Foreign investors are seeking for a minimum of seven percent interest rate on the Federal Government of Nigeria’s upcoming $1 billion Eurobond offer with a 15-year maturity. Investors that attended the London-leg of the road-show held on February 3rd and February 6th, expressed concerns over the Naira exchange rate and the nation’s crude oil output. These two factors were their major consideration in pricing the bond offer.

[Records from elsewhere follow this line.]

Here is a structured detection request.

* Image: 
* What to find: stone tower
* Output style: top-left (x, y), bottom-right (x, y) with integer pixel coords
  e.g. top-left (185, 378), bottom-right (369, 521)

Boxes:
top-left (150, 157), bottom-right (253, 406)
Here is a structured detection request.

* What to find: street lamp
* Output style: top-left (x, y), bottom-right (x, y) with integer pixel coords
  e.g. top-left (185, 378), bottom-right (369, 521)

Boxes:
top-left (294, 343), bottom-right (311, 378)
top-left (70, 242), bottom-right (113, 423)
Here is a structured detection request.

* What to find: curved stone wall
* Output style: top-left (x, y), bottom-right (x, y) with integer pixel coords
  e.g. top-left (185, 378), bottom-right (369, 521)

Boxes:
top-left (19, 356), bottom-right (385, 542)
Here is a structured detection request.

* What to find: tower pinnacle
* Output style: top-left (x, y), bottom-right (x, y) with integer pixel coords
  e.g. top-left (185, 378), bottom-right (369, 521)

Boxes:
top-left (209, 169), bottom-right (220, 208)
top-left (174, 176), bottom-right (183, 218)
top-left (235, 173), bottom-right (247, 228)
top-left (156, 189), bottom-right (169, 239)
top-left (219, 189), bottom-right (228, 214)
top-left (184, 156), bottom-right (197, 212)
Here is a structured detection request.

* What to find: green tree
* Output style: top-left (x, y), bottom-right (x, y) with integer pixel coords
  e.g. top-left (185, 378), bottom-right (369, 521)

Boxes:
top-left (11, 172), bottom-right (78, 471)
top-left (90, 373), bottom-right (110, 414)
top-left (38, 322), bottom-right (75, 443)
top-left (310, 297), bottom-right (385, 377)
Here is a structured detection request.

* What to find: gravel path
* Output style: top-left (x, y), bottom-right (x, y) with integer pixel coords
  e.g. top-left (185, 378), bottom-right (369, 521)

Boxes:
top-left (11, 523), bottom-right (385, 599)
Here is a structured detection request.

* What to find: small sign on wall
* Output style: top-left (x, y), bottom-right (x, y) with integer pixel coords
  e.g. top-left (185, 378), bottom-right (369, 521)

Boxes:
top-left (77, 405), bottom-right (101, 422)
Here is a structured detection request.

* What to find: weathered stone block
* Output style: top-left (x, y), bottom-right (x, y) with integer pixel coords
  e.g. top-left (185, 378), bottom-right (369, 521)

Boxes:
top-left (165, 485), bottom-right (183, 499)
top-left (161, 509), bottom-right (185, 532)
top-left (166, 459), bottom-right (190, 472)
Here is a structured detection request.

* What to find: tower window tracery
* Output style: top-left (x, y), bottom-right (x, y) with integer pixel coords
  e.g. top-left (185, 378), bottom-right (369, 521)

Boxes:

“The real concern is oil production and foreign exchange. Will there be a further devaluation this year? The foreign-exchange policy is the elephant in the room,” said Oliver Weeks, Emso Asset Management Ltd who attended the February 3 meeting at London’s Corinthia Hotel. “They didn’t address it. The fact they’re doing the Eurobond before addressing it is a sign that the foreign-exchange policy won’t improve quickly.”
Kevin Daly, a money manager for Aberdeen Asset Management Ltd, London, said that Nigeria could raise 15-year bonds if the yield is about 8.0 per cent, or 10-year notes if they yield 7.5 percent. According to him, the value of the Naira should depreciate to about N380 per dollar in other to attract foreign investors to return to Nigeria’s local markets. “My takeaway from the meetings is that they’re going to hold the line on the naira. They didn’t promise anything concrete. They said they were working on fine-tuning the foreign-exchange system. But what does fine-tuning mean? It’s clear they’re getting tired of answering questions about the naira,” Daly said.
Finance Minister Kemi Adeosun, Central Bank Governor Godwin Emefiele and other senior government officials have been meeting investors in London and the United States on a road-show to issue the bond.